Many chess masters valued the challenge of playing chess with a non-standard setup as a way to break out of the opening play doldrums. Chess960 (Fischer Random Chess) plays like Standard Chess with the exception of a randomly generated opening setup of pieces behind the 8 pawns. The game is quite popular and played even by top chess grandmasters, like Svidler or Leko.

The rules

Most of the standard chess rules are in place. The only exceptions are:

  • pieces are randomly shuffled on the first/last rank (the only restrictions are that bishops have opposite colours and that the king must be somewhere between the rooks, black setup mirrors white),
  • castling rules are generalised to accommodate varying initial setup.
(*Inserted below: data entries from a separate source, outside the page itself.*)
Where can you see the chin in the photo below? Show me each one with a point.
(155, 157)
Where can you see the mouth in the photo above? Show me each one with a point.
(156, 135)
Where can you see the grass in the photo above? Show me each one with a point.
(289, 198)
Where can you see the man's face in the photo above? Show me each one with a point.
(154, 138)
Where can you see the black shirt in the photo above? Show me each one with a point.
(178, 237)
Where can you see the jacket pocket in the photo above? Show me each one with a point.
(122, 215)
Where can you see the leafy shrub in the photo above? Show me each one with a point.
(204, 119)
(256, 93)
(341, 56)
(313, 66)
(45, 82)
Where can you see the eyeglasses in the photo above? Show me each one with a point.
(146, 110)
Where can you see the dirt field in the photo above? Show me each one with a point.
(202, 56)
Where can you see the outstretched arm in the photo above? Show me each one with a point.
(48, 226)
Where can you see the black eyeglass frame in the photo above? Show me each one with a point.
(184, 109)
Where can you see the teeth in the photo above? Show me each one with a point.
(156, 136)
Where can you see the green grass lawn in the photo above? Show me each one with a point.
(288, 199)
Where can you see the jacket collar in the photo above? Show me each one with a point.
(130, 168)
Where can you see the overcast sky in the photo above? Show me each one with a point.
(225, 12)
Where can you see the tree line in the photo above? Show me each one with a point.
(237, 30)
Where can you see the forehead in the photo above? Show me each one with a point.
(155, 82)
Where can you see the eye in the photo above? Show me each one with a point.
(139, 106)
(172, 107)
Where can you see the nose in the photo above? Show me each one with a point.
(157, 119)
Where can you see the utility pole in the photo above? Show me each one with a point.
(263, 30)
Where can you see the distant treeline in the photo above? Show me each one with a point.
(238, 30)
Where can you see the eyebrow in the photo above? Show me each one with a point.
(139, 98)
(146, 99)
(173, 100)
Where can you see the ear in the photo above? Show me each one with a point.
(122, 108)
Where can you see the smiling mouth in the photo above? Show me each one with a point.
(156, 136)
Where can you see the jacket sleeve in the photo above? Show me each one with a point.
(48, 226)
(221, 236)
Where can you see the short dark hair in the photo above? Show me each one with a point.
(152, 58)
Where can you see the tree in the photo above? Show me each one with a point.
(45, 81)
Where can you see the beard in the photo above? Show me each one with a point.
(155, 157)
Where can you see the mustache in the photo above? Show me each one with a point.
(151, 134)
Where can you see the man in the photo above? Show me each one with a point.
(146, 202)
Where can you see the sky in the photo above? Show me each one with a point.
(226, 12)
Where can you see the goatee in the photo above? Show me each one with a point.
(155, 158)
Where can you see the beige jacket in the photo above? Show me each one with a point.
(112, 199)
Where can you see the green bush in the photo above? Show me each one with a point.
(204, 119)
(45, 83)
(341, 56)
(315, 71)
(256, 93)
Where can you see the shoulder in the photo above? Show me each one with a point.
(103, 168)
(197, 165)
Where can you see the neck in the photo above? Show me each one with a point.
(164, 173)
Example initial setup (one of the 960 possible):

Castling rule is easy to memorise: after castling, the king and rook move to the squares they would land in standard chess (after O-O we have Kg1 and Rf1, after O-O-O Kc1 and Rd1). Typical chess restrictions apply - none of the castling pieces moved, source and destination squares are empty, the king path is free of any pieces and not under opponent attack. 

O-O looks fantastic in the above setup, doesn't it? And requires some work to prepare... But in setups with Kf1 and Rg1, one can play O-O as the first move of the game.
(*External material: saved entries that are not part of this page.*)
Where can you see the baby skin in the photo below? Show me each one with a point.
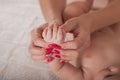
(101, 61)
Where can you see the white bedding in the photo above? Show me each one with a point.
(17, 18)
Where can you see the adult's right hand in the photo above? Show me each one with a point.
(38, 44)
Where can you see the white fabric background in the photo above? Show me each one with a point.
(17, 18)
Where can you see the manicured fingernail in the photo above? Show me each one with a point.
(49, 59)
(62, 61)
(54, 46)
(48, 50)
(58, 56)
(56, 52)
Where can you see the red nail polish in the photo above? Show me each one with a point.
(48, 50)
(58, 56)
(49, 59)
(56, 52)
(54, 46)
(62, 61)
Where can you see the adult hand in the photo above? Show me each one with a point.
(80, 27)
(38, 44)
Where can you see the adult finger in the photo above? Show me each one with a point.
(77, 43)
(49, 31)
(70, 53)
(36, 36)
(55, 30)
(70, 24)
(34, 50)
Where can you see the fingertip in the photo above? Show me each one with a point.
(41, 43)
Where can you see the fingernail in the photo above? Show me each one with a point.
(56, 52)
(54, 46)
(49, 59)
(58, 56)
(62, 61)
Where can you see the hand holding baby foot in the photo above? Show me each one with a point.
(54, 36)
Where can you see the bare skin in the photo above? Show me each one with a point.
(103, 67)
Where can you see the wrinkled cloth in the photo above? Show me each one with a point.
(17, 19)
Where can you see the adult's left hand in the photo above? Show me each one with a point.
(80, 27)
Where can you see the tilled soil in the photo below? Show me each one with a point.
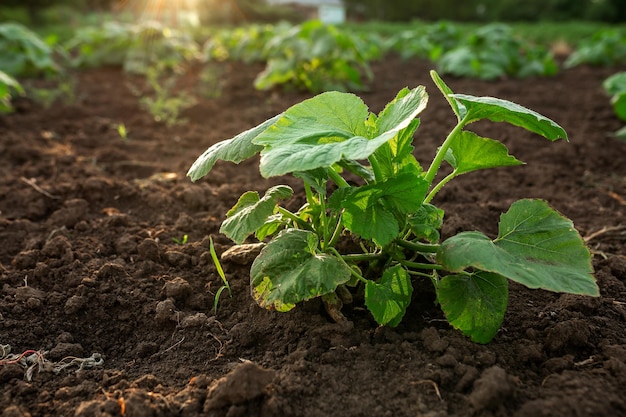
(89, 267)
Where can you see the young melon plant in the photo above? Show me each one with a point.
(9, 86)
(391, 212)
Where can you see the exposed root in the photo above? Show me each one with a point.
(34, 359)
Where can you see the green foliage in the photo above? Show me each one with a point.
(390, 213)
(315, 57)
(605, 48)
(23, 53)
(615, 86)
(136, 47)
(220, 271)
(163, 104)
(426, 40)
(493, 51)
(9, 86)
(245, 43)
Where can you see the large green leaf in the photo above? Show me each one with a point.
(470, 152)
(289, 270)
(407, 105)
(327, 128)
(234, 150)
(498, 110)
(388, 299)
(327, 117)
(474, 303)
(536, 247)
(251, 212)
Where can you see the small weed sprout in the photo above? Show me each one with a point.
(163, 104)
(220, 272)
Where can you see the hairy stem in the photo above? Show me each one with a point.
(378, 175)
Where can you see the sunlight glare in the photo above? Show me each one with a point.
(173, 13)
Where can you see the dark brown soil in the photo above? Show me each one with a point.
(88, 265)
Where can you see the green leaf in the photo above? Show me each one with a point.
(234, 150)
(536, 247)
(250, 213)
(407, 105)
(404, 193)
(289, 270)
(397, 154)
(327, 117)
(498, 110)
(470, 152)
(367, 217)
(388, 299)
(270, 227)
(457, 107)
(615, 84)
(425, 224)
(474, 303)
(322, 131)
(369, 210)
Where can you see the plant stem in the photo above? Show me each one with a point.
(295, 218)
(337, 232)
(323, 222)
(338, 179)
(441, 153)
(309, 194)
(417, 246)
(439, 186)
(378, 175)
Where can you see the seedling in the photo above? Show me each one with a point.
(9, 86)
(123, 132)
(165, 105)
(390, 214)
(220, 272)
(615, 86)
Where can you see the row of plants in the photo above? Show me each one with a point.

Except those, all standard chess rules apply, be it en-passant, pawn promotion, stalemate, or whatever. Once both sides castled there is no difference between chess960 and standard chess game (although the middlegame positions are sometimes unique - thanks to nontypical development of pieces or pawn structures).

Why play it?

Escaping long, well known, opening lines of standard chess is obvious advantage of chess960. We are again in the world where one must work from the very beginning of the game. It is fun, it is also valuable training for standard chess players (learning to think during opening stage helps when one meets unexpected line in usual chess).
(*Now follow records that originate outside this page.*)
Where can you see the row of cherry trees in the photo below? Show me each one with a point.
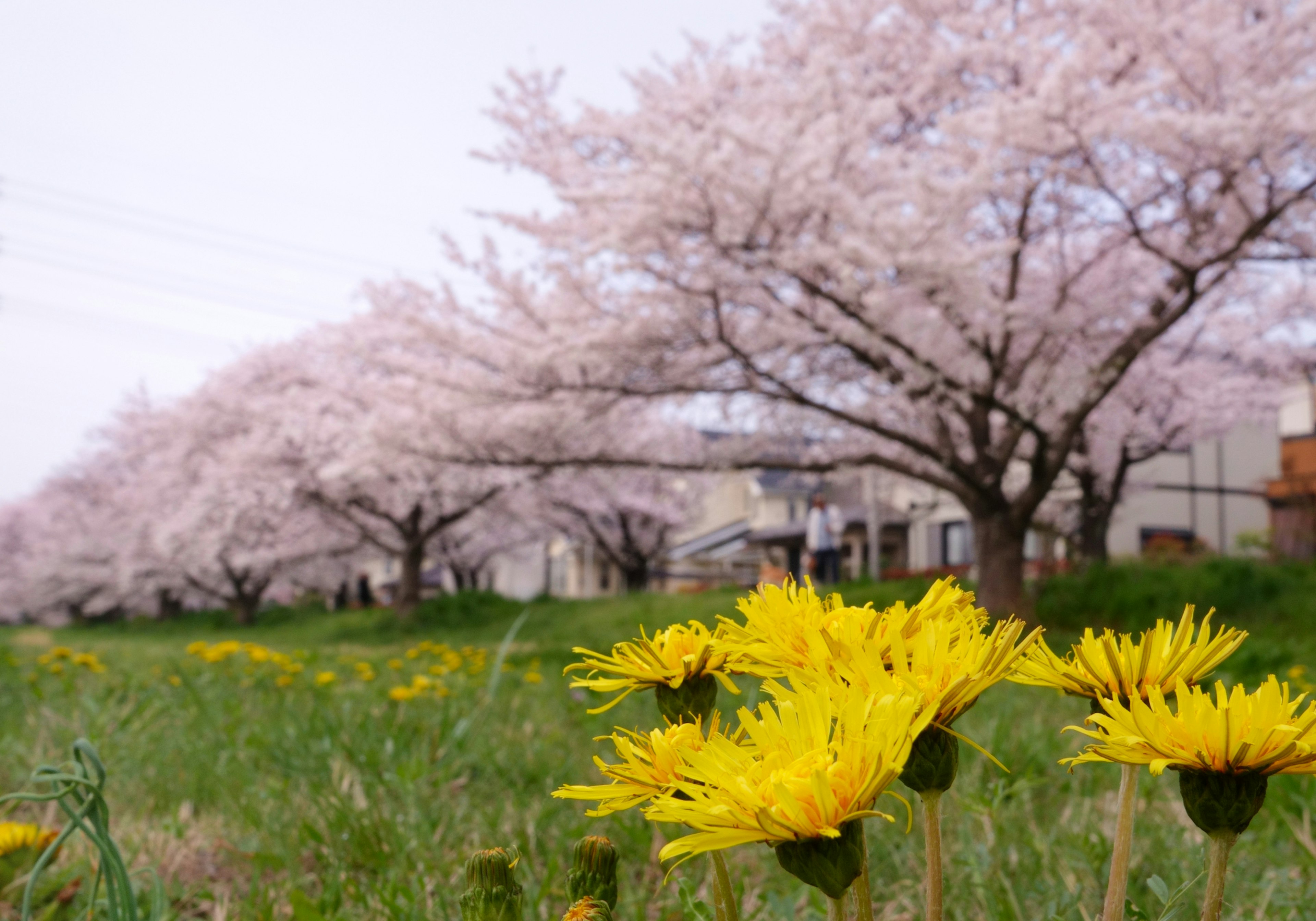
(977, 244)
(293, 464)
(1006, 249)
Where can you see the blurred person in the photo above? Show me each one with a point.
(365, 597)
(823, 529)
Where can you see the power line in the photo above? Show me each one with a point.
(44, 306)
(174, 285)
(86, 207)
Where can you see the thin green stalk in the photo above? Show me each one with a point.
(1118, 885)
(724, 898)
(1218, 860)
(863, 894)
(932, 850)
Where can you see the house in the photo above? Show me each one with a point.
(1293, 494)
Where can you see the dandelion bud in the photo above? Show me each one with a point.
(1219, 802)
(934, 762)
(589, 910)
(493, 893)
(830, 865)
(693, 700)
(594, 872)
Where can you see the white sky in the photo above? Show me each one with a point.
(180, 181)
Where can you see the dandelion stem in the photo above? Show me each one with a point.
(724, 898)
(932, 850)
(1219, 856)
(1118, 885)
(863, 894)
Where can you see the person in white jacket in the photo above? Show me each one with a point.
(823, 531)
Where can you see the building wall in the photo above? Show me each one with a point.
(1243, 460)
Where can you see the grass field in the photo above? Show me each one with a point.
(247, 782)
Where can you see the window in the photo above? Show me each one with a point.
(957, 544)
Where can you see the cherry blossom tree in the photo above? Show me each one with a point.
(932, 237)
(628, 515)
(1198, 382)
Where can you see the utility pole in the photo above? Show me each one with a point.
(873, 510)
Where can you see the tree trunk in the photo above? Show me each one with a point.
(1094, 520)
(244, 609)
(636, 576)
(409, 584)
(999, 553)
(168, 607)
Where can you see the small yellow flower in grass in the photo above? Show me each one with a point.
(90, 662)
(17, 836)
(810, 769)
(1114, 665)
(650, 764)
(666, 662)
Less known feature is that chess960 frequently creates middlegame configurations (from pawn structures, to piece layouts) rarely or never met in standard chess, giving way to nontypical combinations. Fun, but also good training to search for new tactical patterns.

Tips and tricks

Below a few tips for people starting chess960.

  1. This is normal chess. The middlegame and endgame knowledge applies as-is. Basic opening principles (develop, castle, claim center, be active) also apply. Memorize castling rule quoted above, and you can play.
  2. Spend some time studying initial setup. Are there diagonals you can quickly claim? Which side do you expect to castle? What are undefended or poorly defended pawns and squares? Which pieces can be difficult to develop?
  3. Remember about activating all your pieces. There are chess960 setups, in which some pieces are difficult to develop (for example, imagine setup with queens on a1 and a8, especially if there are bishops on h1 and h8). It can pay off to sac some material, but to bring all forces into the battle quickly.
  4. Avoid chess960 errors. One can see solid chess players hanging pieces, allowing for major forks, or even blundering a mate in one or two in chess960 games (see for instance cruel miniature , quick knight mate or devastating fork at move 3). The reason is that pieces are differently organised than in normal chess. Some patterns can be similar to known chess setups, and instinctively seen so, but allow for an attack, which in normal chess would not work. Those examples prove also, that one must be alert from the very beginning of the game.
  5. Recognize weak squares. Everybody know about weaknesses of f2 and f7 in standard chess, in chess960 (depending on setup) there can be even squares which are not defended at all. Spot them, exploit them, defend them.

Instructive games

Selected example games:

  • Develop to win - white picks better development plan and manages to organise threatening attack before black coordinates his forces
  • The Queen problem - interesting game, which in particular illustrates the problem with developing queen in some setups; note also phantasy castling at move 14 and interesting endgame,
  • Castling on the first move - also, interesting example of development in rather difficult configuration (knights in corners)
  • Another early castling - plus just another example of interesting development problems (note difficulties black face with activating the queen, and both sides have with h bishops)

Position number

The position number is a number from range 1 to 960, which in unique way describes the initial position. Exact algorithm (initially described by R. Scharnagl in his German book about the game) is not usually important, but if you are interested, see chapter 5 on this page. In short: if you write the position number in binary notation, then the lowest two bits encode position of light-square bishop, next two bits the position of dark-square bishop, then the rest of pieces are encoded.